More Than 1,000 Hold Rally to Protest Pope's Upcoming Visit to Greece

Waving Greek flags and wooden crosses, more than 1,000 demonstrators protested on Wednesday against an upcoming visit to Greece by Pope John Paul II.

With chants of "pope out, hands off Orthodoxy," the demonstrators including monks, priests and members of fringe religious groups demanded that the pope not be officially received by Greece's Orthodox Church.

John Paul is slated to visit Greece on May 4-5 at the start of a five-day tour of biblical sites that also includes Syria and Malta.

Church leader Archbishop Christodoulos has made repeated appeals for calm during the papal visit, the first time a pope has traveled to Greece in 1,291 years.

Ultra-religious groups, furious at the church's decision to invite the pope, have promised to stage street demonstrations during the visit of the 80-year-old pope.

"This demonstration is taking place because we are determinedly opposed to the visit of the pope to our Orthodox Greece," said Father Maximos, one of the organizers.

Many Greek clergy see themselves as the caretakers of the "true" Christianity and accuse the Catholic church of trying to extend its influence eastward.

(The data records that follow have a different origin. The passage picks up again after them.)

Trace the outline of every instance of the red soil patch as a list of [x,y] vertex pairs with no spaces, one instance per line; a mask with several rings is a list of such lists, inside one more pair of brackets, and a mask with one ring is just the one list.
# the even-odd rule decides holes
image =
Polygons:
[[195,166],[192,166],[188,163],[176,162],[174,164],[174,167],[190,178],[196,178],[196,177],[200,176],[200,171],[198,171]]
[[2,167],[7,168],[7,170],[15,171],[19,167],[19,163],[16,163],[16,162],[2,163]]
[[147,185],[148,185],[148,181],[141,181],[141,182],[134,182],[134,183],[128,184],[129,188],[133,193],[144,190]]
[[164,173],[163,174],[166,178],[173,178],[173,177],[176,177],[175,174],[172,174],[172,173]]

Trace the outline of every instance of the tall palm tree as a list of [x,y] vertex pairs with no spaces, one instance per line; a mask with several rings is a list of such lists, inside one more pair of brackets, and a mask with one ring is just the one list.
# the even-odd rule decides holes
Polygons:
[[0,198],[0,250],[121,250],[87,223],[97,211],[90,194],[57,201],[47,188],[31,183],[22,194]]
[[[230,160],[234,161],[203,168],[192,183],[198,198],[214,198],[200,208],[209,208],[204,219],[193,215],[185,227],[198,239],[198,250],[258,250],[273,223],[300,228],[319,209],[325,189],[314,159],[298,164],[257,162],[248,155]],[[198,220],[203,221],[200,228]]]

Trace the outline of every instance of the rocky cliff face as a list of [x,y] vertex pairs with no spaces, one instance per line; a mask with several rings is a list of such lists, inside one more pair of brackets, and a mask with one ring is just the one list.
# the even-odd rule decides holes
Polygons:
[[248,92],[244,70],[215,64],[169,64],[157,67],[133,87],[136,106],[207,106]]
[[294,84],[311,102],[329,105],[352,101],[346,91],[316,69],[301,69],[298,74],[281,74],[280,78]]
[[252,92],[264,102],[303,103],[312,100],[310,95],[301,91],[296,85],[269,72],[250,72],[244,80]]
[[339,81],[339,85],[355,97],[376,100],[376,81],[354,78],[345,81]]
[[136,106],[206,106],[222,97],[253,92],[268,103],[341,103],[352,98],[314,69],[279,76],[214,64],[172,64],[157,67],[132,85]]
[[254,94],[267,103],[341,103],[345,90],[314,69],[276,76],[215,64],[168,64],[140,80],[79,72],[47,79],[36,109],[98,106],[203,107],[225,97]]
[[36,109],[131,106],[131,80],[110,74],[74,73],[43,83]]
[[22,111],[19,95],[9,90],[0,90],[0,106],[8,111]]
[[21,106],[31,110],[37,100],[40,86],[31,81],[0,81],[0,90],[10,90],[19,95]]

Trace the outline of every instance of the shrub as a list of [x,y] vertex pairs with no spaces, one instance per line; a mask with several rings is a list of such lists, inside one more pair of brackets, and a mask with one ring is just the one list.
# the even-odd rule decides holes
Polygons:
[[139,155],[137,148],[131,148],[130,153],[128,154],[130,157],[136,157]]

The Orthodox split with the Vatican more than 1,000 years ago in dispute over papal authority and have accused the Vatican of perceived injustices dating as far back as the 1204 sacking of Constantinople by crusaders. The city, now Istanbul, was then the seat of the Orthodox Byzantine empire.

Many protesters clutched copies of the New Testament and signs reading "Out with the two-horned monster, the pope."